Leon McCarron is an award-winning writer, broadcaster and explorer from Northern Ireland. He is a Fellow of the Royal Geographical Society, a Geographical Society of Philadelphia's Explorer of the Year, and is known for long-distance expeditions and immersive multimedia storytelling. In the past decade he has travelled over 50,000km by human power, and is currently based in Iraq. He has presented films for the BBC, Discovery Channel and National Geographic, and regularly lectures around the world.
Leon is the author of three books: 'Wounded Tigris: A River Journey through the Cradle of Civilisation,' (Corsair, 2023), The Land Beyond: A Thousand Miles on Foot Through the Middle East' (Bloomsbury, 2017), and 'The Road Headed West: A Cycling Adventure Through North America' (Summersdale, 2014.) His books have been Sunday Times Book of the Week, Bestsellers on Amazon, and shortlisted for both the Edward Stanford Travel Writing Award and the Adventure Travel prize at the Banff Mountain Book competition.

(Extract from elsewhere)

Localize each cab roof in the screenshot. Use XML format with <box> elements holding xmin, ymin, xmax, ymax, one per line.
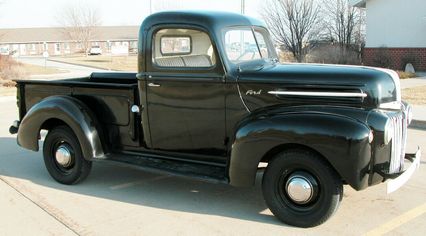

He has bylines for National Geographic, Noema, New Scientist, Smithsonian, BBC, The Guardian, The Sunday Times and The Telegraph. His feature story 'The Night Train' was selected for inclusion in the 'Best British Travel Writing of the 21st Century,' (Summersdale, 2022) and an essay was also included in the 'Out Of Isolation' anthology (Unicorn, 2022.) In 2022 the Society of American Travel Writers Foundation selected Leon's story 'The Last of the Marsh Arabs' as the winner in the Environment category. He also took runner-up in Foreign Travel with 'The Marsh Guide and the English Explorer.' Leon was the recipient of the 2017 Neville Shulman award, and is a Fellow of the Abraham Path Initiative.